= Bridge RNA =

Non-coding RNA involved in IS110-mediated DNA recombination

Bridge RNA is a structured non-coding RNA associated with members of the IS110 family of bacterial and archaeal insertion sequences. Bridge RNAs bind their cognate IS110 recombinase and direct site-specific recombination by base-pairing with both a target DNA sequence and a donor DNA sequence. The RNA therefore acts as a bispecific guide that brings the two DNA substrates together during recombination.

Bridge RNAs were described in 2024 by Durrant et al. in studies of the Escherichia coli insertion sequence IS621. The system can mediate DNA insertion, excision and inversion.

== Discovery ==
IS110 insertion sequences are mobile genetic elements that encode a DEDD-family recombinase related to RuvC Holliday-junction resolvases. Unlike many other insertion sequence families, IS110 elements generally lack terminal inverted repeats and can integrate into specific genomic target sequences.

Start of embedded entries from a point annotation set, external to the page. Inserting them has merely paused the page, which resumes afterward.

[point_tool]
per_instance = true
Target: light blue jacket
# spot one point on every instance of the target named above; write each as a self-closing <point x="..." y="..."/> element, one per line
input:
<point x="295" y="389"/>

Studies of IS621 showed that excision of the element generates a circular DNA intermediate in which the right and left non-coding ends of the element become joined. This junction reconstructs a promoter that drives transcription of a structured non-coding RNA. In IS621, the RNA is approximately 177 nucleotides long and binds the IS621 recombinase with high affinity.

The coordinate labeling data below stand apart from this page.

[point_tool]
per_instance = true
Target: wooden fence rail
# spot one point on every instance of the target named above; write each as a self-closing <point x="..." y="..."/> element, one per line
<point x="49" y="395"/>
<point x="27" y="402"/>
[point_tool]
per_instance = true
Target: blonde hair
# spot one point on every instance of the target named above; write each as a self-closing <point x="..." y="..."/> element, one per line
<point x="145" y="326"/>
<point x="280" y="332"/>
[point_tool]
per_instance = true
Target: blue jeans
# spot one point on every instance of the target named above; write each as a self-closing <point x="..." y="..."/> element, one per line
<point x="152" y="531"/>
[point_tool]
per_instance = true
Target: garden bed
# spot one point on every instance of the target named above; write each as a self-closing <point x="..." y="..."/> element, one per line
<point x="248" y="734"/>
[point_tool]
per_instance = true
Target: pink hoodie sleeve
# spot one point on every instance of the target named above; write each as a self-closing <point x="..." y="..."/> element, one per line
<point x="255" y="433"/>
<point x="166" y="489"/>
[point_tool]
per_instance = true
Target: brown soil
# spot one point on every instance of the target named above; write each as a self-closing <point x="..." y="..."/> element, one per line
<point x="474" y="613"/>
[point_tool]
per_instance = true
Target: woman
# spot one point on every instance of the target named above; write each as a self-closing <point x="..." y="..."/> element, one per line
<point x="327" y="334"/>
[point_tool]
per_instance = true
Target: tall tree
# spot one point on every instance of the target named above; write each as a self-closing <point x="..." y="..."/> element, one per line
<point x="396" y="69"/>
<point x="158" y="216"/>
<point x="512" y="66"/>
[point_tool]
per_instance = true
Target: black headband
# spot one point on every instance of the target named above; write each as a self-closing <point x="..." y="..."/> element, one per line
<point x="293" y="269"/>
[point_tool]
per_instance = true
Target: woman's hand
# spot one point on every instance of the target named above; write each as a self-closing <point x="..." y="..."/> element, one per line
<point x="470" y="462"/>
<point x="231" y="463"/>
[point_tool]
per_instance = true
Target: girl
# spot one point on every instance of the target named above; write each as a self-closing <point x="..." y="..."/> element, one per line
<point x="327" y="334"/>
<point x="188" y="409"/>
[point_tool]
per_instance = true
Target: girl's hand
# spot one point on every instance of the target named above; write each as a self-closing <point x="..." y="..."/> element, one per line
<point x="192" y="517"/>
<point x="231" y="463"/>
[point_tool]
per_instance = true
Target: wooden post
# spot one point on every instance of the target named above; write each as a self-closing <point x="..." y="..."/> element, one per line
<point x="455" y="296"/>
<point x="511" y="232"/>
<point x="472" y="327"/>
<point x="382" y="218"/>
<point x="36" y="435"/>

The RNA was named "bridge RNA" because it recognizes both the genomic target DNA and the donor DNA corresponding to the mobile genetic element itself.

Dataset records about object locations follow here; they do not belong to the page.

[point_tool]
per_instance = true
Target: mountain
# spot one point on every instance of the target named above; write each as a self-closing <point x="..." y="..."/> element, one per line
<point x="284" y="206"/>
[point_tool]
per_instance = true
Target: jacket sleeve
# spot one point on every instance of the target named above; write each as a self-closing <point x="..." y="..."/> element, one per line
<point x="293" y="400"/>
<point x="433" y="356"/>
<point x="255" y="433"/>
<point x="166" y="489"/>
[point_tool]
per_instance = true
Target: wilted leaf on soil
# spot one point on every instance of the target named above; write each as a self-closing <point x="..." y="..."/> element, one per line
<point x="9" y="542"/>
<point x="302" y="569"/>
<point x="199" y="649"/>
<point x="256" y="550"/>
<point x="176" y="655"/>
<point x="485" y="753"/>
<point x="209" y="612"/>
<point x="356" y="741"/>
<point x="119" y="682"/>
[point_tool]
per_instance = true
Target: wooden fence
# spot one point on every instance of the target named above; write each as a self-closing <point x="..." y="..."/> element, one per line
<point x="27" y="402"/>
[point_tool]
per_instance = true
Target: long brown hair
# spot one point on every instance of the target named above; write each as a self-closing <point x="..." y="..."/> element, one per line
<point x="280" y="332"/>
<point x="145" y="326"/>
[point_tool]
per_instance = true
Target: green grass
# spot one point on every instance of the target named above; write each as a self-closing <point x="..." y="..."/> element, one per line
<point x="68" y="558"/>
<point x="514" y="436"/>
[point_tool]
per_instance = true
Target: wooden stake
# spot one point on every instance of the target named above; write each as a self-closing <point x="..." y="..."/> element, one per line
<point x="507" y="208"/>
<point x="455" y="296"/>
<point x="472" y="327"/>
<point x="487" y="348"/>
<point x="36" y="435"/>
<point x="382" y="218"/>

== Structure and DNA recognition ==
Comparative sequence and secondary-structure analysis of IS621-related sequences identified a structured RNA containing a 5-prime stem-loop and two prominent internal loops.

One internal loop functions as a target-binding loop, whereas the second acts as a donor-binding loop. Each loop contains sequence segments that base-pair with both strands of its corresponding DNA substrate.

In IS621, the target-binding loop contains a left target guide (LTG) and a right target guide (RTG). The LTG pairs with the left target sequence, whereas the RTG pairs with the right target sequence. The donor-binding loop has an analogous organization, containing a left donor guide (LDG) and a right donor guide (RDG).

These RNA-DNA interactions enable the bridge RNA-recombinase complex to recognize both DNA substrates in a sequence-specific manner.

== Function ==
The bridge RNA is required for recombination by the IS621 recombinase. In vitro reconstitution experiments showed that bridge RNA, IS621 recombinase, target DNA and donor DNA are sufficient to generate the expected recombination products.

Because target and donor recognition are encoded by separate regions of the RNA, the two recognition specificities can be altered independently. Reprogrammed bridge RNAs were shown to redirect recombination to alternative target and donor sequences in E. coli.

Depending on the relative position and orientation of the donor and target sites, the system can mediate DNA insertion, excision or inversion.

== Distribution and evolution ==
Bridge RNAs appear to be widespread among IS110-family insertion sequences. Computational searches using RNA covariance models identified predicted bridge RNAs in most analysed members of both the IS110 and IS1111 groups.

In members of the IS110 group, including IS621, the bridge RNA is generally encoded within the left non-coding end of the element. In IS1111-group elements, the RNA is more commonly encoded within the right non-coding end.

Predicted bridge RNAs vary considerably in sequence, length and secondary structure. Some IS1111-associated RNAs contain more complex donor-recognition regions than the internal loop found in IS621, suggesting structural diversity within the bridge RNA class.

== Biological significance ==
Bridge RNA represents an RNA-guided mechanism for DNA recombination in which a single RNA molecule specifies both interacting DNA substrates. This differs from guide RNAs used by systems such as CRISPR-Cas and Argonaute, which primarily specify a single nucleic-acid target.

The modular recognition of donor and target DNA provides a natural mechanism for programmable DNA rearrangements and has been investigated as a potential basis for genome-engineering technologies.